Un diffuseur d’huiles essentielles à 64,95 euros, une fontaine à eau en bambou et en pierre à 99,95 euros, un panneau solaire pliable à 49,95 euros… Ces gadgets ont beau donner dans le zen, dans les allées des magasins Nature & Découvertes, ils ont désormais le don d’agacer. «Les produits n’ont pas changé depuis trente ans ! On trouve toujours les mêmes réveils avec des chants d’oiseaux, le coussin pour le cou rempli de noyaux de cerises ou encore le masseur de crâne», nous confie Sandrine, qui ne fréquente plus qu’occasionnellement l’enseigne. Le même énervement pointe chez les professionnels du secteur. «Le client sait-il pourquoi il paie de tels produits plus cher chez Nature & Découvertes ? Non. Et les articles vendus sont-ils différents de ceux exposés chez les concurrents ? Non plus», tranche ainsi sèchement David Robin, associé au sein du cabinet de conseil Colombus Consulting.

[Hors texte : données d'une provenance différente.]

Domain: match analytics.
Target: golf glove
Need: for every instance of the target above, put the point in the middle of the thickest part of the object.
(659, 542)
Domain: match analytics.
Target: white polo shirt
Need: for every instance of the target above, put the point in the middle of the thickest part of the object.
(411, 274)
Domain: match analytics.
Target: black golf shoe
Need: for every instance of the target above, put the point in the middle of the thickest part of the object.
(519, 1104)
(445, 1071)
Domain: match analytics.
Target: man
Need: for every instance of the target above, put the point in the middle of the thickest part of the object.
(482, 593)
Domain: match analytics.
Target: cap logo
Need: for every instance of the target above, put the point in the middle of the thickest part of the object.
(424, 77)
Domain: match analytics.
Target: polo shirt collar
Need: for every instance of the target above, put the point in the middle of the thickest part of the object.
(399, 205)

Le constat peut sembler sévère pour ce précurseur, très tôt engagé dans la défense de la biodiversité et de l’environnement. Nature & Découvertes avait ainsi lancé sa fondation de protection, de sensibilisation et d'éducation à la nature dès 1994, quatre ans seulement après sa création, avant d’être labellisé B Corp en 2015, et de devenir «société à mission» en 2022. Mais les chiffres sont là pour confirmer la désaffection : entre 2022 et 2023, les revenus de l’enseigne ont fondu de 6%, à 181 millions d’euros. Et le réseau est désormais dans le rouge, avec une perte de presque 11 millions d’euros en 2023. Le millésime clos en 2024 ne s’annonce guère meilleur. «Nature & Découvertes affiche un fort recul de ses ventes et de sa rentabilité par rapport à 2023», a ainsi prévenu son propriétaire, le groupe Fnac Darty, lors de la présentation des résultats, en février dernier. «Ça ne va pas, la situation est inquiétante», nous a confirmé un représentant syndical souhaitant rester anonyme, à la sortie d’une réunion avec la direction, fin avril. Les instances représentatives craignent désormais de nouvelles mesures d’économie, alors que l’enseigne a déjà supprimé 73 postes l’an passé et fermé quatre magasins (Gaîté-Montparnasse à Paris, Levallois-Perret, Mulhouse et Evry).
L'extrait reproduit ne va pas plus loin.